Hani kendim hakkında övgüye kaçacaktım ya! Diyebilirim ki, dünyanın dört bir yanında tanınan Türkiye’li bir müzisyen-bestekar, ud virtüözüyüm. Böylesine, hani insanın dudak büküp, gıpta ile bakılacağı bir statüye sahip olmama karşın, çevremdekiler çekilmez, asabi, suratı düşük ve nemrut birisi olduğumu yüzüme karşı fütursuzca söylerlerdi, ki haksız da değillerdi. Asabiliğimi, çekilmez biri olduğumu, en iyi ben biliyorum. Bir müzisyenin kendisini böylesi olumsuz huylar ile donatması hiç hoş değil. Lakin bunun önüne geçmek, hiç kimse için mümkün olmadığı gibi, benim için de kolay olmayan bir durumdu.
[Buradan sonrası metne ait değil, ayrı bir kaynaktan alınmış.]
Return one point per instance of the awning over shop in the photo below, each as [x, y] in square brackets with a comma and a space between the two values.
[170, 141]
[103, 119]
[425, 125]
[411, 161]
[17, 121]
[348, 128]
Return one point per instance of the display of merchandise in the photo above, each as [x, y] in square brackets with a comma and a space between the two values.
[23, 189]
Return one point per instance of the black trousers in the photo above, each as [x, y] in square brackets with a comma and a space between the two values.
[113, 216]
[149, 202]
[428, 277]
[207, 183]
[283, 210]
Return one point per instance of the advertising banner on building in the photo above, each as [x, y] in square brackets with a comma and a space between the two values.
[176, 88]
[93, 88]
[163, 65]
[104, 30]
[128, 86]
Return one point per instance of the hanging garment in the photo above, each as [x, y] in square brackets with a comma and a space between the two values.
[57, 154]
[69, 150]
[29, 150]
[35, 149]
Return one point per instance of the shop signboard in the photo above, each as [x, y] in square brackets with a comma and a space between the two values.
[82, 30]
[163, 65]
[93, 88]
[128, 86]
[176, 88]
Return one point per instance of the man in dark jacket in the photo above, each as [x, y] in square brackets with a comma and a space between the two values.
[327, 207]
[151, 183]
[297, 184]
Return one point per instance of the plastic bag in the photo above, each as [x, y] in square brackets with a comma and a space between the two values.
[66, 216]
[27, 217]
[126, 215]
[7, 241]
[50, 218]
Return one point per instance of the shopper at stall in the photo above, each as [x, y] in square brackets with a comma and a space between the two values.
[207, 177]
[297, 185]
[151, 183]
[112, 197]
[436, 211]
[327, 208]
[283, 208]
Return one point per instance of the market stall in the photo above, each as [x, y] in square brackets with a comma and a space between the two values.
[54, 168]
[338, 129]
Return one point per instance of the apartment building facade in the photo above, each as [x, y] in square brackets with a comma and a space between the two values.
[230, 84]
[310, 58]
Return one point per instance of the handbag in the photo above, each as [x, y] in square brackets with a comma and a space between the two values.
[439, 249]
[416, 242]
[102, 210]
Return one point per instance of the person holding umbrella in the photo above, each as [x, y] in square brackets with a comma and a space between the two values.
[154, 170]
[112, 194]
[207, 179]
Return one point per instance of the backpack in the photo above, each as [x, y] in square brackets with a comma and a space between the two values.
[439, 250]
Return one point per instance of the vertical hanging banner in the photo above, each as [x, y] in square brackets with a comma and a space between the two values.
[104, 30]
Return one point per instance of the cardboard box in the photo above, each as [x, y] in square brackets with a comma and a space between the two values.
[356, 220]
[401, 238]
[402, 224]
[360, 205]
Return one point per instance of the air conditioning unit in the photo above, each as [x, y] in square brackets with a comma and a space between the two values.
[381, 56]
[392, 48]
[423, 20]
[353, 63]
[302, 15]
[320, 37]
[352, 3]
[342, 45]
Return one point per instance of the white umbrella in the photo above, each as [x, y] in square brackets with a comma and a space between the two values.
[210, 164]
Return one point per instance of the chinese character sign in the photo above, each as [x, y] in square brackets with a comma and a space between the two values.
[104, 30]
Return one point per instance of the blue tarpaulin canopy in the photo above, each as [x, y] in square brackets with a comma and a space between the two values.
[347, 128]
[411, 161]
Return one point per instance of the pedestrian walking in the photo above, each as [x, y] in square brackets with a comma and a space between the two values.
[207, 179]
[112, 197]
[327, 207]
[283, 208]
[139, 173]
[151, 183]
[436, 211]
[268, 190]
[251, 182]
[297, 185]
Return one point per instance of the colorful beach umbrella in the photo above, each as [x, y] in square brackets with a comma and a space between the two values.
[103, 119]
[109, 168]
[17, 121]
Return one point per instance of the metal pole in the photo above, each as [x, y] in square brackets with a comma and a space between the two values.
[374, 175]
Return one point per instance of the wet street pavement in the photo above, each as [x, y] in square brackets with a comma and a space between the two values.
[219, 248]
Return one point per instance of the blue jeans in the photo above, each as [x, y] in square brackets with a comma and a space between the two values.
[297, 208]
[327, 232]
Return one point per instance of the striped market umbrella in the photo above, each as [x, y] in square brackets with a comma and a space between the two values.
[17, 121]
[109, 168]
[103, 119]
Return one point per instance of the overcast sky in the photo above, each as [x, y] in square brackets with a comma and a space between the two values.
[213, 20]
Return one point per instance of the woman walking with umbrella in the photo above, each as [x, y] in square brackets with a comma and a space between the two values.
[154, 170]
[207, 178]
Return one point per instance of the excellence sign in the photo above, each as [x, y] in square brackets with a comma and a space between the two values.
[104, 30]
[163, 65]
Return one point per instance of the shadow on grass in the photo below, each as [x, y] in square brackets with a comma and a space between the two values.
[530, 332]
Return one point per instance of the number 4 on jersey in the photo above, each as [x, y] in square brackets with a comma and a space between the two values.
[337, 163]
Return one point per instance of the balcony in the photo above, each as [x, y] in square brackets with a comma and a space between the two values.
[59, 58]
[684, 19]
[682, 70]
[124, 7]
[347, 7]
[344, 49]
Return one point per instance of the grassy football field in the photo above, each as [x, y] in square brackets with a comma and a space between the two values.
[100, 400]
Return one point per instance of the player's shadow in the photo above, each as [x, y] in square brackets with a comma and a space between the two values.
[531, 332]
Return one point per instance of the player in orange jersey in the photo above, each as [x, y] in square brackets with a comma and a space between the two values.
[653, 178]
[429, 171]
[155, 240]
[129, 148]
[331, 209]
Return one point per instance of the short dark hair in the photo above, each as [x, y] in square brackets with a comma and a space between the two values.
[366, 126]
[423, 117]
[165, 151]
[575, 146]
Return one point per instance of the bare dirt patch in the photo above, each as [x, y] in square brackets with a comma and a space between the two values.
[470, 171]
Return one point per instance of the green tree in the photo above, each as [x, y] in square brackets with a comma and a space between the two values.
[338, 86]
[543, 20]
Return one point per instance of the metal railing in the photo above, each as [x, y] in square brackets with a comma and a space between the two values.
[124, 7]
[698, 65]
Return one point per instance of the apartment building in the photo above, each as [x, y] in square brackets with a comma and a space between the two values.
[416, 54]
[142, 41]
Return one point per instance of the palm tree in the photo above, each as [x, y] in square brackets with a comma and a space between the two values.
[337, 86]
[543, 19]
Değindiğim illet olası asabiliğimin, hayatımda çok önemli bir dönüm noktasının ardından sökün ettiğinin kanaati bende ağır basıyor. Öyküsü bir hayli eskilere dayanıyor. Kürdilihicazkar makamındaki bestelerim gerek dünyada, gerekse ülkemde çok ses getirdi. Sayısı yüzleri aşkın zevkle dinlenen bestem oldu. Ud icrasında, tambur tavrına az mızrap vuruşu ile çok melodi elde etmeyi amaçlayıp, geliştirdiğim ve bana ait olan bu stil, sanat hayatımdaki çıtamın yükselmesine yardımcı oldu. Musiki sevenlere beş yüzü aşkın eser bıraktım. Bütün bu verimli çalışmalarım elbette beni belli bir yere getirdi. Çalışmalarımın meyvalarını topladım.
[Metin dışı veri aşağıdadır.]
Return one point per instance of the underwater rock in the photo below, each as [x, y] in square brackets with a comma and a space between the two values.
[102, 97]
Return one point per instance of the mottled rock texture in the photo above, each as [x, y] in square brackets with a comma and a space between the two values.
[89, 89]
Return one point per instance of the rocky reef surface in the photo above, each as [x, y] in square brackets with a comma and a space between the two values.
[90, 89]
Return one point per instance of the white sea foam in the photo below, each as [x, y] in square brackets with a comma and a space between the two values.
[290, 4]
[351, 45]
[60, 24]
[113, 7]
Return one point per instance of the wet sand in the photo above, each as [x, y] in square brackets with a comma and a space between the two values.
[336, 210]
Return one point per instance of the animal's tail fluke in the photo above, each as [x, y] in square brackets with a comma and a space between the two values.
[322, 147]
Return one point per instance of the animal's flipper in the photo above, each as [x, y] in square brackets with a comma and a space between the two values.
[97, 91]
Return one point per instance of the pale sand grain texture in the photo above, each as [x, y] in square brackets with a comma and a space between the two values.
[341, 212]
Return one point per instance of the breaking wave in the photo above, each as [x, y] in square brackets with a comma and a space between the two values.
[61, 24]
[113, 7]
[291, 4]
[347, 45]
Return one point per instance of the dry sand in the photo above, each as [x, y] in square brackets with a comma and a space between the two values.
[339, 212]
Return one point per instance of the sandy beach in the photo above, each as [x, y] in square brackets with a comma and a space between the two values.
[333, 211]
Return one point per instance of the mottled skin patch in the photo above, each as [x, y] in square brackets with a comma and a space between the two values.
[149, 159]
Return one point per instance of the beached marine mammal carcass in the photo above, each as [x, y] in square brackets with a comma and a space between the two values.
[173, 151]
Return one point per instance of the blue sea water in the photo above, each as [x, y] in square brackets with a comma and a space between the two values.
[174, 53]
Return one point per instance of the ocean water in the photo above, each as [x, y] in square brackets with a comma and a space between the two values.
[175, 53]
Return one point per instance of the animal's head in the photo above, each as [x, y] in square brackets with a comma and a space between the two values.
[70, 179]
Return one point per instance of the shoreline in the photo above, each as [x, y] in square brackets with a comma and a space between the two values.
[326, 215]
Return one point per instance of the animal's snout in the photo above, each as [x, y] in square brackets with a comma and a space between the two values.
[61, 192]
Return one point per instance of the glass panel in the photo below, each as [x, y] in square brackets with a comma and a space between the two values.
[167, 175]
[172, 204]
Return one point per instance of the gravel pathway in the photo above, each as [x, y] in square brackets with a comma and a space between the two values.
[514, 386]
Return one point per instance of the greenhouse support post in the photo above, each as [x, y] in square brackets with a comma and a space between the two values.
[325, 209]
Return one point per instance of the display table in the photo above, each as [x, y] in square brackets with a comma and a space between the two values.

Fransız devlet Radyosu, dünyanın her ülkesinde önemli bulduğu bütün müzisyenlerin LP’sini çıkartıp, pek çok sanatkarı ölümsüz kılan bir kurum. Bu kurumun davetini ben de aldığımda mutlukluktan adeta uçtum. Bu çalışmaya layık görülmem oldukça onur verici idi. Şaşkınlık içindeydim. Sevincimi ailem ve dostlarımla paylaştım. Onlar da çok mutlu olup, yelkenlerimi var güçleri ile doldurup, bu büyük deryada hızla yol almam için desteklerini olabildiğince ortaya koydular. Bu benim için çok ama çok büyük bir adımdı. Böylelikle dünyaya daha da çok açılmış olacak ve ülkemde, müzik alanında en yetkili otorite olan bu kurumun LP’sini çıkardığı ilk müzisyen olacaktım. Bu açılım annemden doğalı, benim için hayatımın en önemli oluşumu idi. Yakaladığım bu imkanı, dişimi tırnağıma takarak, hırs yapıp, optimal derecede değerlendirmeliydim. Bu vesile ile müzik alanında ufkum daha çok genişleyecekti. Duyduğum heyecandan kalbim beni terk edip, gidecek gibiydi. Yüreğimin göğsümde, her zaman olduğu yerde kala kalması için elimle göğsümün sol tarafını sıkı sıkıya bastırıyordum. Çıkacak olan LP’im için Fransa’ya gitmek üzere bütün hazırlıklarımı yaptım.
Müzik aletleri arasında ud en sevdiğimdir. O bir tarafa, dünya bir tarafa. Fransa’ya udumu da götürecektim elbette. Çünkü benim bütün icraatım bu enstrümanla olacaktı. Hayranı olduğum bu müzik aletini elime aldığım zaman, bütün benliğimi kaybeder, tartışılmaz estetik güzelliğin her milimetre karesine evire çevire defalarca dokunuyordum. Fransa öncesi de udumu kılıfından çıkarıp, uzun uzadıya okşadım, usulca nazlı tellerine dokundum ve o bir kez daha en güzel melodilerle dile geldi. Ardından “nazlımı” uzun yolculuğum için öpüp, tekrar kılıfına yerleştirdim. Valizim, uçak biletim ve pasaportum tamamdı.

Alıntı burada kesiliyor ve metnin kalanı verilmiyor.